Free These are apps that users pay nothing to download or use. The developer
chooses to make them free or has some other business model not generated from
app revenue. Apple receives no commission from supporting, hosting, and
distributing these apps.

Free with advertising These apps are free for users to download and the
developer generates revenue from advertisements in the apps. Apple receives no
commission from supporting, hosting, and distributing these apps.
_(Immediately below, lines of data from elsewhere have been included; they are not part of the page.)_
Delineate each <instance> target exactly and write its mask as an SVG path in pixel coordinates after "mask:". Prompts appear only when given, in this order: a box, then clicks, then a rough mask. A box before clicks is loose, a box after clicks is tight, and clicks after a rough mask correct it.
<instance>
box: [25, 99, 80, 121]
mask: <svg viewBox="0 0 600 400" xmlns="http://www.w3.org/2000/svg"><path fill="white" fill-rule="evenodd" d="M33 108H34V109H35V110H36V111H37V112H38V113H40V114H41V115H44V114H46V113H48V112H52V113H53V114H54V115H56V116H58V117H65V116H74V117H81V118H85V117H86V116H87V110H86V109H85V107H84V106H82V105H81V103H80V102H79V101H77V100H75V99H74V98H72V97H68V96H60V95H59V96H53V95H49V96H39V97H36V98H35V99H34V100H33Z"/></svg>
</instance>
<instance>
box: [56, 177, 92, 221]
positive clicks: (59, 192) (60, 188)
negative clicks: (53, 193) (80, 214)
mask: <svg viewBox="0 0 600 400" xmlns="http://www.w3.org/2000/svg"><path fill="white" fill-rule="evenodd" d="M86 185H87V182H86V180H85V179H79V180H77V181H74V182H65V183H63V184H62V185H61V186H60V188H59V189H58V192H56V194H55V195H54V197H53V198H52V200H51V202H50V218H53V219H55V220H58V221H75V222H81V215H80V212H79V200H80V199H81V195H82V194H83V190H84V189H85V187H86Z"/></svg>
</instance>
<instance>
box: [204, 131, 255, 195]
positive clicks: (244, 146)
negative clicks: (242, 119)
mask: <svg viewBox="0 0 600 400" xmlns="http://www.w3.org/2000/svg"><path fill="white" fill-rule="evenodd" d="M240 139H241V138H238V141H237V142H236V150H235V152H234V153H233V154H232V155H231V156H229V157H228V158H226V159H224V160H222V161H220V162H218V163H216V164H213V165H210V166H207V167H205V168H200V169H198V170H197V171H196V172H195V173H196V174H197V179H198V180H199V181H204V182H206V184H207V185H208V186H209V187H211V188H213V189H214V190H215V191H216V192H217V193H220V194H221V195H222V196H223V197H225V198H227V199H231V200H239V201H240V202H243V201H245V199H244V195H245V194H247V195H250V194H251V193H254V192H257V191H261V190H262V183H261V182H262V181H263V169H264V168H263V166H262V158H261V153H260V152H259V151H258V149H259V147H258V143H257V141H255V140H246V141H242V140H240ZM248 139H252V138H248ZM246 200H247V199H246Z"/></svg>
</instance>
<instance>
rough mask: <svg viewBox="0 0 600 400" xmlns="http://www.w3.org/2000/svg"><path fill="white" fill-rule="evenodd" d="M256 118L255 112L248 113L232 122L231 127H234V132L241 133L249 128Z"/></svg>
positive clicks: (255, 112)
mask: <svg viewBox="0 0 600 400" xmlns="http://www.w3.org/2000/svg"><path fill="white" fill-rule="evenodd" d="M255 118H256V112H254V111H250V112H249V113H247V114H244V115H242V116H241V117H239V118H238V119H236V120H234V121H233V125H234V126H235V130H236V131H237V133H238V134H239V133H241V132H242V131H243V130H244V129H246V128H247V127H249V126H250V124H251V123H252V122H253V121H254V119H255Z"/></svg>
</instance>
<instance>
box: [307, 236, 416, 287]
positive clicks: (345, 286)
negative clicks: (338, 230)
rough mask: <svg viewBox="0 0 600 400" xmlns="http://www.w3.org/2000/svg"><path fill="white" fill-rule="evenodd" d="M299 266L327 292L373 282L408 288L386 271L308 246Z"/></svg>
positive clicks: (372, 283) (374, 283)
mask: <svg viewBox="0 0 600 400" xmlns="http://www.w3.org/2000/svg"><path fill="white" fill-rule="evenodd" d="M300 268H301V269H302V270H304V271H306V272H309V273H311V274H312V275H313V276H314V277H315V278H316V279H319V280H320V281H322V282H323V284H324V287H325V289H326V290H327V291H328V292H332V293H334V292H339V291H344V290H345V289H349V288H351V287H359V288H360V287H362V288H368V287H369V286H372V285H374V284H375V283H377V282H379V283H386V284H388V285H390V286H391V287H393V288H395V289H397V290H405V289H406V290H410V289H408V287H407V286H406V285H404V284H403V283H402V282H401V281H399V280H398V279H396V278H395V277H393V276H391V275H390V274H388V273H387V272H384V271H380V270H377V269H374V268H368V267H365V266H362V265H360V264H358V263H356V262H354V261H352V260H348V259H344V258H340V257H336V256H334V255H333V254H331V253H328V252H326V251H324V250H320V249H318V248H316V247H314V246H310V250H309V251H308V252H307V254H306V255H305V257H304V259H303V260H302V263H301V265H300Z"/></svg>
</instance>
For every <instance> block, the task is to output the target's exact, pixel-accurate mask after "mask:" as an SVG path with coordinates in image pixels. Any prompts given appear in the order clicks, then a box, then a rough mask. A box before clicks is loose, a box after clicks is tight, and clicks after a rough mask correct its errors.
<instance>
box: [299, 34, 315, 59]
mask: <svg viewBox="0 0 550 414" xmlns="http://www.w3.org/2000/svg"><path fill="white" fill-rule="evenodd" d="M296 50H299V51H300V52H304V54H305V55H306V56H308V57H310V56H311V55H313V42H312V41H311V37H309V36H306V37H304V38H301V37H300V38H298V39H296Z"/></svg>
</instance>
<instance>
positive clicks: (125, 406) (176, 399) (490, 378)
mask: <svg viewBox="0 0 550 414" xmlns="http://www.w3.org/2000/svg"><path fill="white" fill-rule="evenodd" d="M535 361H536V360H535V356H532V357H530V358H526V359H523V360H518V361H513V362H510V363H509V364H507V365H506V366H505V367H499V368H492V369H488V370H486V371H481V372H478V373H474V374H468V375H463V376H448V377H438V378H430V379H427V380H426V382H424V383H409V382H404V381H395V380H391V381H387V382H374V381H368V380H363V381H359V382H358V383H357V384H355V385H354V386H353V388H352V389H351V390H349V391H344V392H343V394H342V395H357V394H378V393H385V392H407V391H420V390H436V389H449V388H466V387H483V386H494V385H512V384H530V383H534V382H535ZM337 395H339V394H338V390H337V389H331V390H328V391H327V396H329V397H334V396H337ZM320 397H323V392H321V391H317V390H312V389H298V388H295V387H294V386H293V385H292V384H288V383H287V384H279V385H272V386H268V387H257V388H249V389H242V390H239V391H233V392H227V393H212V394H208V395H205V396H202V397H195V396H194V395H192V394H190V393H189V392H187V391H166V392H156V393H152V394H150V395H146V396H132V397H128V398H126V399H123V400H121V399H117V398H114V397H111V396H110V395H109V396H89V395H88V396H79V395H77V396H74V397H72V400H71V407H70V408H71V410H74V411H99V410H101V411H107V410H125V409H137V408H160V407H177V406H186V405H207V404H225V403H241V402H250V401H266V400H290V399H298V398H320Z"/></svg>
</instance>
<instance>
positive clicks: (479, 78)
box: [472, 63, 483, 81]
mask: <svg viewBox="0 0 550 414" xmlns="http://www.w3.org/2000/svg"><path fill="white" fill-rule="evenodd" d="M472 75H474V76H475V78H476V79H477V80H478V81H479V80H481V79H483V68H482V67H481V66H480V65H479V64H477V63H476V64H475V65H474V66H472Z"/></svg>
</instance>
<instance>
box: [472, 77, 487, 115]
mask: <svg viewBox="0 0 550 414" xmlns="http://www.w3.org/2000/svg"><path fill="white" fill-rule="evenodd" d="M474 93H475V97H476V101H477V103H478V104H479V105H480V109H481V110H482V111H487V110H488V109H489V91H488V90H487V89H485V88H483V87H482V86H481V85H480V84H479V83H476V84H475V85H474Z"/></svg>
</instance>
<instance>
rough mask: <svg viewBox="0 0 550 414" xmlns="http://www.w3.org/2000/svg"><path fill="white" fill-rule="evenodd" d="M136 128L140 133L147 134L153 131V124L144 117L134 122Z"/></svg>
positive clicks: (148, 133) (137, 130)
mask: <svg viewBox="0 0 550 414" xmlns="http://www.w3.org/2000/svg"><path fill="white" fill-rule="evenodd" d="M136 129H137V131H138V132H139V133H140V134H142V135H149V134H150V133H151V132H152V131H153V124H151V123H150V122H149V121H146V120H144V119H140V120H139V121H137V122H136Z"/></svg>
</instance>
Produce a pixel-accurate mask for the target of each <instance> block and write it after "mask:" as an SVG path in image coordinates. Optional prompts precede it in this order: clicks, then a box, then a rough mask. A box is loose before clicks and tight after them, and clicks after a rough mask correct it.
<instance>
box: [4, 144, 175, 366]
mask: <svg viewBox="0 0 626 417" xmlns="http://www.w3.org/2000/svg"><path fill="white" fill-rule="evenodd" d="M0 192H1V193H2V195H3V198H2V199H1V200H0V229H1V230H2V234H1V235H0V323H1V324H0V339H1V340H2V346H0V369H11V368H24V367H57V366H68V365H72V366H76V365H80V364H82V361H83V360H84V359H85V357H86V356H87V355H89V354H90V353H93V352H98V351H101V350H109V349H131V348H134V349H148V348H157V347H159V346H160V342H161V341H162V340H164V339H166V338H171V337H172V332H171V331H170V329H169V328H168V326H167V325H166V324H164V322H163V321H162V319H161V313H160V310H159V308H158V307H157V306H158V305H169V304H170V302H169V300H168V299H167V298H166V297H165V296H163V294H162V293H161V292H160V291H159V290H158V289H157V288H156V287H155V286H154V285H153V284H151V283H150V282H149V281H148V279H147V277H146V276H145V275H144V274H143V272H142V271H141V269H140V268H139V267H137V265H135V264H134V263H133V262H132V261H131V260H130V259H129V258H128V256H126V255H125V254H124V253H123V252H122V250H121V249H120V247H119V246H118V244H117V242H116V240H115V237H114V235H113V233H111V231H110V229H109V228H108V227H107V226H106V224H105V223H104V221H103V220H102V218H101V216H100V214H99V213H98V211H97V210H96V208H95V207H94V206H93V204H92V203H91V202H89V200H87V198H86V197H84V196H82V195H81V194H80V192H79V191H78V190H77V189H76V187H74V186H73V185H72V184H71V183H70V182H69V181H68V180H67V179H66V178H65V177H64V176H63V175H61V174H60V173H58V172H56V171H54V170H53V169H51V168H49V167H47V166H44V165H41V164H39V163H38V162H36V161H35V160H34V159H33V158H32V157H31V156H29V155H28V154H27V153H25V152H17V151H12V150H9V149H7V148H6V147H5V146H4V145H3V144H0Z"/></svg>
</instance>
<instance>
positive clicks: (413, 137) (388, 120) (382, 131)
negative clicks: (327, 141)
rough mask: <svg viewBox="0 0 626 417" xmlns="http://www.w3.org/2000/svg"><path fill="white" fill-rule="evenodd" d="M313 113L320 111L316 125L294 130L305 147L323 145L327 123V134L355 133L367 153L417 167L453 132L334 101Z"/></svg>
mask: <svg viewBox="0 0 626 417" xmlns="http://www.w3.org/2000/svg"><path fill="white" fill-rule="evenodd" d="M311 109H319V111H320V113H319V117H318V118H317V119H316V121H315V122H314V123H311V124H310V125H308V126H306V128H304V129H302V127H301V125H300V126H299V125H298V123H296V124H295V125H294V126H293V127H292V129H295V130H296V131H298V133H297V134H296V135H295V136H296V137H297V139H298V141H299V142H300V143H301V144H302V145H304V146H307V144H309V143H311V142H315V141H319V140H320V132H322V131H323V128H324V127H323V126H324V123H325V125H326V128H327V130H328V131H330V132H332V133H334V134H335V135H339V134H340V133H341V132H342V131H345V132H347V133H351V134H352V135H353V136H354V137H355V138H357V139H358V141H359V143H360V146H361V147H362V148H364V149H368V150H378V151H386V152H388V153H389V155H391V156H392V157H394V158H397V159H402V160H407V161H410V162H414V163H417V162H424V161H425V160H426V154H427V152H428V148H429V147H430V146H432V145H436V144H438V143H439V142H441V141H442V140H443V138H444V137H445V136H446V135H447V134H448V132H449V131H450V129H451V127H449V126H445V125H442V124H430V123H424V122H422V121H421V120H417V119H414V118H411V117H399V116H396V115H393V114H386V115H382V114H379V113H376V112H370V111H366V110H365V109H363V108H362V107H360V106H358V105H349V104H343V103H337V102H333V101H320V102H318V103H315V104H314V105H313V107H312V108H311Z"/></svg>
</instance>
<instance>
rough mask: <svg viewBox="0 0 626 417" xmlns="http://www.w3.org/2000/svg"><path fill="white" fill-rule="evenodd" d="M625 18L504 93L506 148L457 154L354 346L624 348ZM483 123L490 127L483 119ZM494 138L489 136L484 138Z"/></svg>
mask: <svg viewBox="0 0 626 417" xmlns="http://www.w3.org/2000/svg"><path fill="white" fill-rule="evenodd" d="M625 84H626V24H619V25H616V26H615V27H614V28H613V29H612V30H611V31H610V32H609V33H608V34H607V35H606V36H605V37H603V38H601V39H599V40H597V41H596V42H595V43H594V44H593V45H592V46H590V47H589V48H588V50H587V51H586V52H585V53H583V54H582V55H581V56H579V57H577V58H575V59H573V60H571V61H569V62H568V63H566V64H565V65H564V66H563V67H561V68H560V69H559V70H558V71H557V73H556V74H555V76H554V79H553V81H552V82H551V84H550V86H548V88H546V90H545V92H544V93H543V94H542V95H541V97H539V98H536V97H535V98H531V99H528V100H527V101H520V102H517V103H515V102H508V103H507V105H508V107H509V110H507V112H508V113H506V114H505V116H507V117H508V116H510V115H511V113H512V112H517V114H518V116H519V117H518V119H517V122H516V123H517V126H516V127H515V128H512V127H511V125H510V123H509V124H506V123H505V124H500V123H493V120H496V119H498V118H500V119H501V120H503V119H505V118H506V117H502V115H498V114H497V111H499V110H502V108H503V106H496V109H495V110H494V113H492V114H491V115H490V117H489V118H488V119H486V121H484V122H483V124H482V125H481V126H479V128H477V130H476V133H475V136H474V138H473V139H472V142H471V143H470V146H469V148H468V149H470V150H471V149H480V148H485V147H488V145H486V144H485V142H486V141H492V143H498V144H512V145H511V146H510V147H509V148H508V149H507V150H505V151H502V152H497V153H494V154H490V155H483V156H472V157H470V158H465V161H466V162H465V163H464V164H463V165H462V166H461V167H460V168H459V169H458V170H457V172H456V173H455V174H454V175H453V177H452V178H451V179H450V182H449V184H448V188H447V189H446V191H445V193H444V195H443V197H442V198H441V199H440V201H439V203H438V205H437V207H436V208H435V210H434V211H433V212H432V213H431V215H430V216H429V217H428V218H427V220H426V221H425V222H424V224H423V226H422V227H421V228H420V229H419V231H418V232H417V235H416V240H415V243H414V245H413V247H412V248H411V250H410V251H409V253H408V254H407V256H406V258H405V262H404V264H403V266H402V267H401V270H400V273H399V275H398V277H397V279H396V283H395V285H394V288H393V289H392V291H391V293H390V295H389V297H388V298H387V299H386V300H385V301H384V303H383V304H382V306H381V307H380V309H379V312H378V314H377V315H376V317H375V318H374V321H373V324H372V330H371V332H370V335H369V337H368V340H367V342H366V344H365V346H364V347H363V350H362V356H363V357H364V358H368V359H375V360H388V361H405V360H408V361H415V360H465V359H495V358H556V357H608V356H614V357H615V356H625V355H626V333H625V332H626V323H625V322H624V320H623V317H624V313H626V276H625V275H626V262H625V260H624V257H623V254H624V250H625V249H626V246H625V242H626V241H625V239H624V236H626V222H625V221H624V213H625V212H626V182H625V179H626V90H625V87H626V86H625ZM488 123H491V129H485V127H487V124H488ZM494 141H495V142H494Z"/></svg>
Free with in-app purchase These apps are free for users to download and users
can pay for additional digital features and content in the app with Apple’s
In-App Purchase system. Developers earn 70% of sales from in-app purchases and
Apple collects a 30% commission.

Free with physical goods and services These apps are free for users to
download and the developer generates revenue from the sale of physical goods
and services, such as purchasing clothing, having food delivered, or ordering
a ride from a transportation service. Apple receives no commission from
supporting, hosting, and distributing these apps, or from transactions for
physical goods and services in the app.

Free with subscription These apps are free to download and users can purchase
auto-renewing subscriptions inside the app. If developers choose to sell
digital subscriptions inside the app, they use Apple’s In-App Subscription
system. In that case, developers earn 70% of subscription sales for the first
subscription year, and Apple collects a 30% commission. After the first year,
the developer earns 85% for all successive years that the user remains a
subscriber, and Apple collects a 15% commission.

Paid These are apps that customers pay upfront to download from the store —
and include free updates. Developers earn 70% of sales from paid apps and
Apple collects a 30% commission.